The main content of this paper is a carefully worked-through homotopical transfer formula for algebras over modular operads. Particular care is taken with various versions of the associative and \(A_\infty\) operad, with various twistings. The formulas, like similar formulas for operads, cyclic operads, and properads, are realized in terms of linear transfer data as sums over decorated graphs. Such formulas can generally be repackaged so that they are understood as solutions to a master equation; the specifics of which master equation depend on the algebraic structure in question. In the case of modular operads, the governing master equation is the Batalin-Vilkovisky master equation.
In order to generate the transfer formula in the most familiar context, one begins with a differential graded algebra \((A,\cdot)\) equipped with a compatible bilinear pairing. The linear transfer data consists of a choice of representatives for the homology \(H\) of \(A\) (understood as an inclusion operator), a projection operator from \(A\) to \(H\), and a chain homotopy between the composition of these two and the identity in the algebra. One generates operations on \(H\) by considering decorated trivalent ribbon graphs whose external edges are decorated with inclusion and projection operators, whose internal edges are decorated with the chain homotopy, and whose trivalent vertices are decorated with the product in \(A\). Using the bilinear pairing, such a decorated graph yields a well-defined operation among the tensor powers of \(H\). Summing appropriately over these yields a modular \(A_\infty\) structure on \(H\) equivalent to the original structure on \(A\).

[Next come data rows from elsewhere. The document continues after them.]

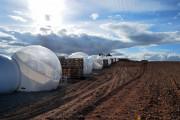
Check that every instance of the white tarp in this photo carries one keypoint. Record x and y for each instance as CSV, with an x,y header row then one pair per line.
x,y
9,75
40,68
87,62
97,62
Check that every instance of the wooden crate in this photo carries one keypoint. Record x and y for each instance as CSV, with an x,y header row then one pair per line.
x,y
72,68
105,63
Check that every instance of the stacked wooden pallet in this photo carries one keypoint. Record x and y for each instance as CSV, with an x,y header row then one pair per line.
x,y
105,63
72,68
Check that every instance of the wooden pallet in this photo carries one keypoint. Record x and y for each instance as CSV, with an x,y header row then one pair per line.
x,y
72,68
105,63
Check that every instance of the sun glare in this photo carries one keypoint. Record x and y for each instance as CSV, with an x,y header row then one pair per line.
x,y
46,12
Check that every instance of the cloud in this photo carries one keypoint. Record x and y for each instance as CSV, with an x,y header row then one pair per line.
x,y
141,53
140,34
94,16
63,43
133,5
18,18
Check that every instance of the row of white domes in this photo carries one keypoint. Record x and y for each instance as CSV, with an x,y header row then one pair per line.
x,y
36,68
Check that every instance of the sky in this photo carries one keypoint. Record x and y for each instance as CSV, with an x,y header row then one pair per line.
x,y
136,29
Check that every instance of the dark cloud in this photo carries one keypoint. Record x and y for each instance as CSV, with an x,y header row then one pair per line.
x,y
66,43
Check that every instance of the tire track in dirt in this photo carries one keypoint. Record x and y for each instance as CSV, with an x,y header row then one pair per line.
x,y
76,106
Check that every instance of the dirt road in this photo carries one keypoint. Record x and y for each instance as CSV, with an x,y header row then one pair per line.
x,y
127,90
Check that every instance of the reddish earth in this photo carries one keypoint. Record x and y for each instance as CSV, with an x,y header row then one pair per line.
x,y
127,90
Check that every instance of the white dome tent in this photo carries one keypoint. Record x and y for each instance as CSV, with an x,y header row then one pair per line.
x,y
40,68
9,75
87,62
97,62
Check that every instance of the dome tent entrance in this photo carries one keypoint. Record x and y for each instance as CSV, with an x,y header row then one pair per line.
x,y
40,68
9,75
87,62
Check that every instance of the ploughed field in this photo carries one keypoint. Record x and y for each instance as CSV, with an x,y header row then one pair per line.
x,y
126,90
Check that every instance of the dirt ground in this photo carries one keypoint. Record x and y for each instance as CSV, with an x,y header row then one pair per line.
x,y
125,91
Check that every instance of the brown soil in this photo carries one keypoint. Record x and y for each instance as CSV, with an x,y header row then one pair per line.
x,y
127,90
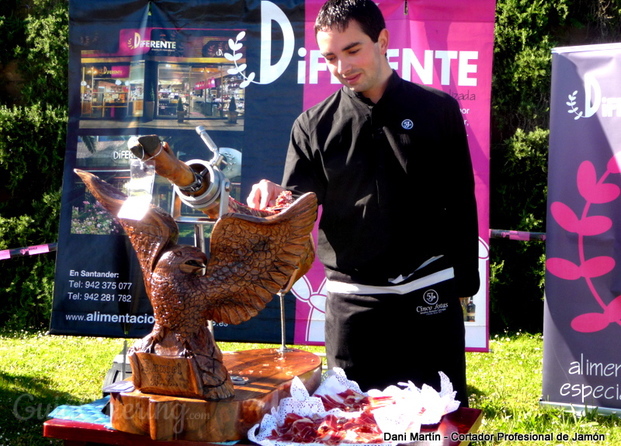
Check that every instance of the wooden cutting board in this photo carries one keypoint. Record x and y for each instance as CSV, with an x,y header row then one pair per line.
x,y
261,379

In more generality, one could start with an algebra \(A\) over any modular operad \(\mathcal{P}\) and the same type of linear transfer data to its homology \(H\). In this context, vertices of valence \(n\) may be decorated with operations of arity \(n-1\) in \(\mathcal{P}\). The resulting structure on \(H\) is a strongly homotopy \(\mathcal{P}\)-algebra (or \(\mathcal{P}_\infty\) algebra).
The author further extends the construction, which is generally only taken in the differential-graded framework, to a physically-motivated case where the algebra \(A\) is equipped not with a differential but with a looser structure, a unary operator \(I\) compatible with the algebra which does not necessarily square to zero. In this case, one can still posit the existence of a linear space \(H\) equipped with an inclusion to \(A\) and a projection from \(A\) that are compatible with \(I\), and a “chain homotopy” which commutes with \(I^2\) and satisfies the usual relations of linear transfer data. If this data is given (contrary to an aside in the paper, a given algebra of this sort may only have trivial linear transfer data) then the same formulas still give a \(\mathcal{P}_\infty\) structure on \(H\). This extension is interesting and timely. There has been increased interest in curved algebraic structures in recent years and this extension seems to apply well to curved structures, among others.
The final section of the paper is an application of the formulas in a particular class of example, that of equivariant \(A_\infty\) matrix integrals. The input is a cyclic \(A_\infty\) algebra \(V\). Combining the transfer formula with his previous work, the author can construct an equivariantly closed differential form on a space closely related to \(V\).